Plus amusant encore: le principe des "chimères homosyntaxiques" permet d'écrire un texte en respectant une structure donnée à l'avance du type: VVSSSSASSVVSSSVSVASAS...(sachant que: S=substantif, A= adjectif, V= verbe). Dans cet exemple Noël Arnaud raffine encore en faisant commencer tous les adjectifs par a, les verbes par v, etc...: ” Voyez valser les saucissons, les salamis, les salaisons, les salpicons,abjects salmigondis! Et quelle salade.

Venez voir le sabbat des suppôts de Satan qui vessent, les salaud, et qui vomissent. Adorable Suzanne, Angélique Suzanne … ”

Cependant, le domaine spécifique oulipien est celui du synthoulipisme, des "structures sans appui", autour d'un vocabulaire limité ou spécial. (A ce titre, le langage informatique, en particulier l'Algol qui ne possède que 24 mots de vocabulaire, parait tout à fait suffisant à la composition poétique. ) Car tous les Oulipiens sont friands de versification!  Et l'on trouve quantité de manipulations possibles de la forme "vers" et de la forme "poème". Parmi celles-ci, les "holorimes"," simples ou à répétition",  consistent à écrire un poème de plus de deux vers de telle sorte que chaque syllabe d'un vers rime avec sa correspondante dans les autres vers, comme dans cet exemple du "Président-Fondateur", François Le Lionnais ( qui n'est pas sans rappeler certains essais de Joyce sur le nom de son héros  ):

Hou! Lippe, eau!

Où lipp? Haut?

Houx lit: "peau",

Houle hippo

Où lit, pot?

Cela conduit évidemment à des tentatives limites: composer des poèmes sans substantif, ni verbe, ni adjectif, comme celui-ci de Michèle Métail:

Ot! ap! dcd! s ac d gn?

Né a id, t fé ét mé d ds rp d ab ébt d lu ba, d bb kkot,

dIn kot, d at idl, dpag ag, d bé ddrojb, dkd ko, d ajt, dnrv, doqp.
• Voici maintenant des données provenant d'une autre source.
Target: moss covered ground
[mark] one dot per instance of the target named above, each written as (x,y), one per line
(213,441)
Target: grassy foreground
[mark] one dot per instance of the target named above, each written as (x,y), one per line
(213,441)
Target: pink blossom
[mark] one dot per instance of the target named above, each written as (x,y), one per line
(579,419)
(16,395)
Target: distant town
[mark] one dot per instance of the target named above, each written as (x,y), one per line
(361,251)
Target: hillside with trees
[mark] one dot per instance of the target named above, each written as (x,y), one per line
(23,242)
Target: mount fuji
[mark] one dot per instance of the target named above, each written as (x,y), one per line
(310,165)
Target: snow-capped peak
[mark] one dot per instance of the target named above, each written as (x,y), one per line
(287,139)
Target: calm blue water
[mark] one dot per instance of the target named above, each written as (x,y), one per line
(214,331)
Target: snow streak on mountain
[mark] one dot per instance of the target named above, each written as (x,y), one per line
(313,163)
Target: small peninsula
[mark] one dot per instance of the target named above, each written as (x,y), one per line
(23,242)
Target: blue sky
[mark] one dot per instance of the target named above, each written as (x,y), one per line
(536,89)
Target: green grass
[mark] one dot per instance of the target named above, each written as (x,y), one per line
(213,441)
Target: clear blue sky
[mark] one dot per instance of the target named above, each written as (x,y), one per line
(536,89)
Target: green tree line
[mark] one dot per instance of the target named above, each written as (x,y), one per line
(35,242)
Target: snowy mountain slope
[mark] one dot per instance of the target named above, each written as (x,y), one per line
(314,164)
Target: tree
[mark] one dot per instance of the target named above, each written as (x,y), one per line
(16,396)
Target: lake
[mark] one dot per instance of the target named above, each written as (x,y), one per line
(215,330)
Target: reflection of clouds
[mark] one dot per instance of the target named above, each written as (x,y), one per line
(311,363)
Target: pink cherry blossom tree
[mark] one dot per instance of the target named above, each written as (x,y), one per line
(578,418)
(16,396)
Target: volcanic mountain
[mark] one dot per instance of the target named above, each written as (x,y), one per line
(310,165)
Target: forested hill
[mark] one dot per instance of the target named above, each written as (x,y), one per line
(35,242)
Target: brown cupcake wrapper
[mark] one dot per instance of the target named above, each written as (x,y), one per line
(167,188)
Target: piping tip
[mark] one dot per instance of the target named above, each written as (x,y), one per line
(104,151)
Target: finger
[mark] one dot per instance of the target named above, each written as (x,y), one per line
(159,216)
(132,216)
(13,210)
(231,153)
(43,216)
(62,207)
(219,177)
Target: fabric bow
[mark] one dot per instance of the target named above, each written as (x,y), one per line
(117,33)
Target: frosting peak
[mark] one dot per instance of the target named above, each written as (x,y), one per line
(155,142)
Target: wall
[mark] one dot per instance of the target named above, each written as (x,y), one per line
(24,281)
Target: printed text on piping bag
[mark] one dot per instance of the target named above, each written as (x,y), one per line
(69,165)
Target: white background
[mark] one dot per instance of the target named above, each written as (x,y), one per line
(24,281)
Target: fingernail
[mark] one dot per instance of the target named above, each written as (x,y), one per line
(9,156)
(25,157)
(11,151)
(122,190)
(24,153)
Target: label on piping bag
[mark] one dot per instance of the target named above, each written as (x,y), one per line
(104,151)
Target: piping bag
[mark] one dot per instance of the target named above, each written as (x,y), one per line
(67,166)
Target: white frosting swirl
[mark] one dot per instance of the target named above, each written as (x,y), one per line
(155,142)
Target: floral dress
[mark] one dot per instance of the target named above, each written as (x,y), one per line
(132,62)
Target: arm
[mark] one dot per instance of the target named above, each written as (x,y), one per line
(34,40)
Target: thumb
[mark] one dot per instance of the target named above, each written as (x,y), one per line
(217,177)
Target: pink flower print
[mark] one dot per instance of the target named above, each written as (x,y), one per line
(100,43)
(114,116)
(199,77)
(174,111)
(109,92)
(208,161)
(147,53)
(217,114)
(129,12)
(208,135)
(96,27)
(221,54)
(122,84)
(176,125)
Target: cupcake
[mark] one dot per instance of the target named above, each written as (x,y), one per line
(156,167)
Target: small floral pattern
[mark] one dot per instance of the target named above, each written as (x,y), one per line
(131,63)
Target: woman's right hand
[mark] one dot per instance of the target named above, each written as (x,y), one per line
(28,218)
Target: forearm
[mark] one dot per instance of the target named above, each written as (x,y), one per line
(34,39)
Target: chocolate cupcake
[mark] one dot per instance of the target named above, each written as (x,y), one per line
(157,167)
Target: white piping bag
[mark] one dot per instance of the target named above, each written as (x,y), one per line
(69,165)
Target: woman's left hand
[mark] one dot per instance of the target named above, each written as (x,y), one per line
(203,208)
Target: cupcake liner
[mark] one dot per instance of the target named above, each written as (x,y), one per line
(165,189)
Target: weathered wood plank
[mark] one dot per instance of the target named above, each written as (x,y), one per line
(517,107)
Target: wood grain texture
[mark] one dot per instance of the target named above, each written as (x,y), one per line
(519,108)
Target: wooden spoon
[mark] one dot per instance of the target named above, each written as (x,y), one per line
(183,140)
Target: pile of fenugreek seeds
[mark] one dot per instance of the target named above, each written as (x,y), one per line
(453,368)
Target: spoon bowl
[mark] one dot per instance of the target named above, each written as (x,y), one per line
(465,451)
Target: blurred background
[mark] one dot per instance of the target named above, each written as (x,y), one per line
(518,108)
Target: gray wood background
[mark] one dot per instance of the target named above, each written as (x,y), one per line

Nrj mu, rig fig oro d sé hev.

Av.

Dans sa forme extrême le poème  peut pourquoi pas? se réduire à un seul mot, une seule lettre,  quelques chiffres, une série de signes de ponctuation. Ou bien devenir le diagramme de sa structure. Ces tentatives aux frontières de l'inexistant seront exploitées, souvent très heureusement , par les artistes du Mouvement Lettriste, en particulier par Isidore Isou et Maurice Lemaître qui en tireront une théorie esthétique.

Tous les procédés de l'OuLiPo, et ils sont infinis, ne sauraient améliorer la qualité d'une oeuvre littéraire quelquonque. Cependant, libre à chacun de s'imposer son propre cahier des charges et sa règle du jeu personnelle. L'important reste que les jeux permettent de lever les vannes de l'inhibition et de découvrir dans le divertissement, les ressources de son propre imaginaire.

Bien que n'ayant qu'un rapport "oblique" et épisodique au jargon, l'OuLiPo révèle, d'une manière logique et "scientifique",  la multitude des possibilités de manipulations combinatoires qui font de la langue même vieillie, usée, sclérosée, inadéquate... un matériau  incroyablement plastique, capable de se déstructurer et de se restructurer au gré de chaque créateur. Un tissu vivant, palpitant, docile à se soumettre  aux moindres fluctuation de la pensée, de la plus sage à la plus folle.